Tua Tagovailoa suffered a concussion during the TNF and was taken to a Cincinnati hospital. The QB traveled with the Dolphins back to Miami.
The Bengals' win over the Dolphins at the start of Week 4 was overshadowed by Tua Tagovailoa's concussion. The injury of the Alabama product caused a stir because, since week 3, the QB showed signs of brain problems after a tackle by Matt Milano.
In this regard, Miami assured that Tagovailoa approved the league's concussion protocol during the match against Buffalo. But what do the NFL guidelines say about brain injuries in players?
This protocol was initially in the 2011 campaign and is constantly updated to have "the most current medical consensus in the identification, diagnosis, and treatment s from the Players Association; this group is known as the NFL head, neck, and spine committee.
The league has independent athletic trainers and unaffiliated neural trauma consultants to ensure no head injuries at every game.
The affected element leaves the match, his helmet is removed, and he is subjected to some tests by team doctors and one of the consultants not affiliated with the NFL.
In the case of the player questioned about the event, his way of speaking and walking is evaluated, in addition to the movement of the eyes and the response of the pupils.
The play is also reviewed, concussion symptoms are looked for, and an examination is done to determine the level of response. If the athlete passes the exams, he can rejoin the match; otherwise, he is taken to the stadium locker room.
Inside the locker room, club doctors and consultants again conduct two tests a standardized concussion assessment tool (approved by the International Concussion in Sport Group) and a complete neurological exam.

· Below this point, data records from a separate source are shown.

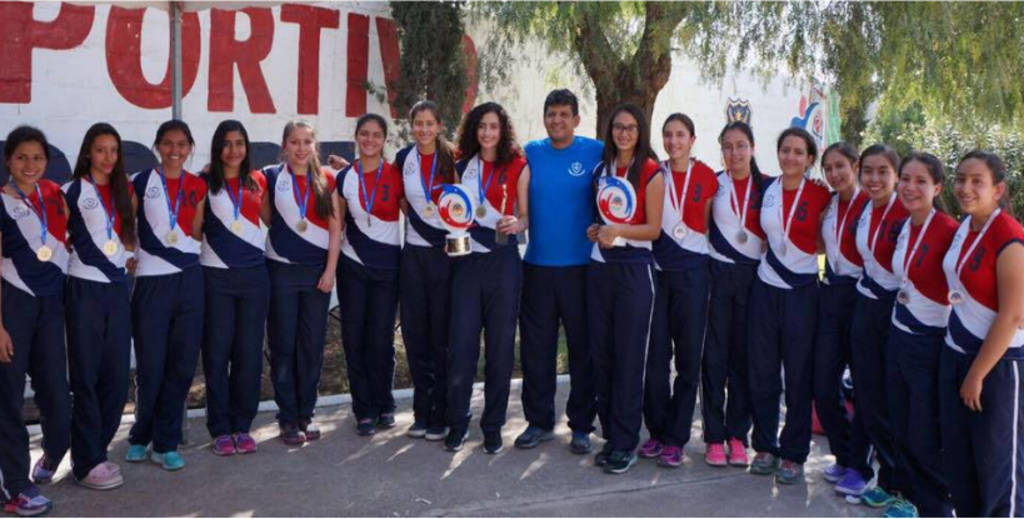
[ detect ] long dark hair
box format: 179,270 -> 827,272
210,119 -> 258,193
72,123 -> 136,245
601,102 -> 657,190
458,102 -> 520,164
281,120 -> 334,218
409,100 -> 454,184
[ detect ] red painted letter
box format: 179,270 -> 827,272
0,2 -> 95,102
106,6 -> 200,109
281,4 -> 339,114
207,7 -> 275,114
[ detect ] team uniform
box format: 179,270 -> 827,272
200,171 -> 270,438
850,192 -> 907,493
128,169 -> 206,455
519,136 -> 602,433
263,164 -> 335,427
643,159 -> 719,447
587,159 -> 663,452
447,155 -> 526,434
939,210 -> 1024,517
337,157 -> 404,420
700,171 -> 764,445
813,188 -> 872,481
0,179 -> 71,504
63,177 -> 132,480
749,177 -> 829,464
394,144 -> 452,430
886,209 -> 958,517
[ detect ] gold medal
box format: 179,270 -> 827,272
36,245 -> 53,261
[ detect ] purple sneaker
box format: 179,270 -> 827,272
637,438 -> 665,459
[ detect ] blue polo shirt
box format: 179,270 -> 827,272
524,136 -> 603,267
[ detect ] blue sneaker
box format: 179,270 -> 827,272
125,445 -> 150,463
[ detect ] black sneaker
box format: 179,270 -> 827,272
483,432 -> 505,455
604,450 -> 637,474
515,426 -> 555,448
444,427 -> 469,452
594,442 -> 611,467
569,432 -> 594,455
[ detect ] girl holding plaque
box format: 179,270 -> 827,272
886,152 -> 958,517
263,121 -> 341,445
813,142 -> 871,495
587,104 -> 665,474
640,114 -> 718,467
196,120 -> 270,456
337,114 -> 406,436
444,102 -> 529,455
63,123 -> 137,490
125,120 -> 206,471
0,126 -> 70,516
700,121 -> 765,467
850,144 -> 907,508
748,128 -> 829,484
394,100 -> 455,441
939,150 -> 1024,517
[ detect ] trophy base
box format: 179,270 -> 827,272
444,234 -> 472,257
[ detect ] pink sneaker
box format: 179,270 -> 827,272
78,463 -> 125,490
705,443 -> 729,467
231,433 -> 256,455
729,438 -> 751,467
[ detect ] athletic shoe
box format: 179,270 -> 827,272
751,452 -> 778,476
821,463 -> 846,483
231,433 -> 256,455
860,486 -> 899,508
444,427 -> 469,452
32,452 -> 57,485
280,424 -> 306,445
637,438 -> 665,460
423,426 -> 447,441
604,450 -> 637,474
76,463 -> 125,490
594,441 -> 611,467
775,460 -> 804,485
705,443 -> 729,467
377,413 -> 394,429
836,469 -> 867,495
569,431 -> 594,455
882,499 -> 921,517
125,445 -> 150,463
3,485 -> 53,517
406,422 -> 427,438
212,434 -> 234,456
483,432 -> 505,455
657,445 -> 683,469
515,426 -> 555,448
729,438 -> 751,467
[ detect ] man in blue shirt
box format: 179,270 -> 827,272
515,89 -> 602,455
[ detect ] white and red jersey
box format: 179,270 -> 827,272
337,158 -> 406,268
199,171 -> 267,268
652,159 -> 718,270
590,159 -> 662,264
132,169 -> 206,276
758,177 -> 829,289
857,192 -> 907,299
821,189 -> 870,285
942,211 -> 1024,359
892,210 -> 958,335
708,171 -> 768,265
0,178 -> 68,297
263,164 -> 335,265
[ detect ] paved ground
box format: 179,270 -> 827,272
32,386 -> 880,517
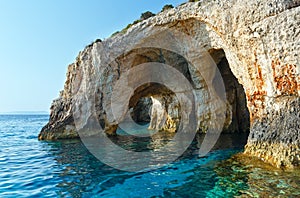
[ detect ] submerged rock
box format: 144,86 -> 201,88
39,0 -> 300,168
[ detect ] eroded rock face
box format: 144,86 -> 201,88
39,0 -> 300,168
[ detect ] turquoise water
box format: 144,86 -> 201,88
0,115 -> 300,198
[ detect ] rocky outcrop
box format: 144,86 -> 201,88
39,0 -> 300,168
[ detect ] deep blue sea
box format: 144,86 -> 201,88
0,115 -> 300,198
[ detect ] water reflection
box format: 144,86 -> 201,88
45,132 -> 300,197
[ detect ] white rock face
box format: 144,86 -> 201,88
39,0 -> 300,168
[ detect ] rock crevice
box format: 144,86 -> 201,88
39,0 -> 300,168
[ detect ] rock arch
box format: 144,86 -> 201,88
39,0 -> 300,167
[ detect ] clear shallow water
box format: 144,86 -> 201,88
0,115 -> 300,197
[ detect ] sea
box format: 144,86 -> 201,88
0,115 -> 300,198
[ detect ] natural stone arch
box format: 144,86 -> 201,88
39,0 -> 300,167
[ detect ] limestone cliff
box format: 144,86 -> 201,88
39,0 -> 300,168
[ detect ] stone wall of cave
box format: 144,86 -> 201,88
129,49 -> 250,133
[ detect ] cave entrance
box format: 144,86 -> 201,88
209,49 -> 250,133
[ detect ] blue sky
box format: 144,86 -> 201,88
0,0 -> 185,112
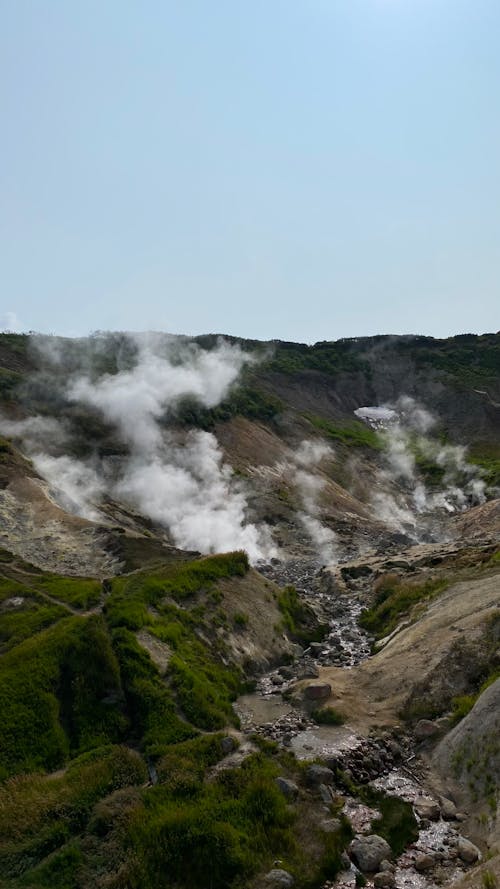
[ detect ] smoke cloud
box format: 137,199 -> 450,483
355,396 -> 486,539
2,336 -> 276,562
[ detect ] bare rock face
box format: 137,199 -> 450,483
304,682 -> 332,701
264,867 -> 295,889
349,833 -> 392,873
306,765 -> 335,787
276,777 -> 299,802
413,719 -> 439,741
457,837 -> 481,864
414,796 -> 441,821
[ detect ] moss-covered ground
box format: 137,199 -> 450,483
0,552 -> 351,889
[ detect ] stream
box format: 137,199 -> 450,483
235,560 -> 476,889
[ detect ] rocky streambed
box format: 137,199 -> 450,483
235,560 -> 480,889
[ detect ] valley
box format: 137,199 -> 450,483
0,334 -> 500,889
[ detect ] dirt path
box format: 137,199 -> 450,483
320,573 -> 500,733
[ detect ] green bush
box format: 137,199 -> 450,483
359,574 -> 449,639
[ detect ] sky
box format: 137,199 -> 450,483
0,0 -> 500,342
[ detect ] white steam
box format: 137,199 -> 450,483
2,337 -> 276,562
284,440 -> 337,564
355,396 -> 486,538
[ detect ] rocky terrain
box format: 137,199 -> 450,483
0,334 -> 500,889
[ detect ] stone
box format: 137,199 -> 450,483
413,796 -> 441,821
309,642 -> 324,657
457,837 -> 481,864
278,664 -> 295,679
373,870 -> 396,889
378,858 -> 396,874
275,776 -> 299,801
264,867 -> 295,889
340,852 -> 351,870
319,820 -> 342,833
306,765 -> 335,787
220,735 -> 236,755
349,833 -> 392,873
439,796 -> 457,821
304,682 -> 332,701
297,663 -> 319,679
413,719 -> 439,741
415,852 -> 436,874
318,784 -> 332,806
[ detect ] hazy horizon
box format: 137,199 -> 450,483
0,0 -> 500,342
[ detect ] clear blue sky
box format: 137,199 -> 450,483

The NFL warns those involved should be aware of worsening symptoms; in this case, you cannot return to play. If players fail again, they must be kept in the locker room, undergo regular medical evaluations, and experience another neurological exam.
Upon confirmation of a concussion, the player must go through a five-step process to rejoin the NFL. This is the procedure to return to activity.
Players should rest and avoid physical and cognitive activities that may increase or aggravate symptoms. Under medical supervision, they can start balance training and progress to light aerobic exercise.
Neurocognitive testing may be done, and the results determine whether you can proceed to the next step.
Physical activity can be increased to replicate sport-related exercises; there must be supervision. The limit for these types of workouts should be 30 minutes or less.
At this point in the process, players can perform non-contact sports activities such as throwing, catching, running, and actions related to their position. At this point, the neurocognitive and balance tests must be passed.
Before a player can join contact activities, he must be examined by an independent neurological consultant assigned by the club. If the athlete passes the consultant and doctor tests, he can participate with his team without restrictions.
The NFL does not have an estimated time to complete these five steps, and only when the entire process is covered is the player allowed to return.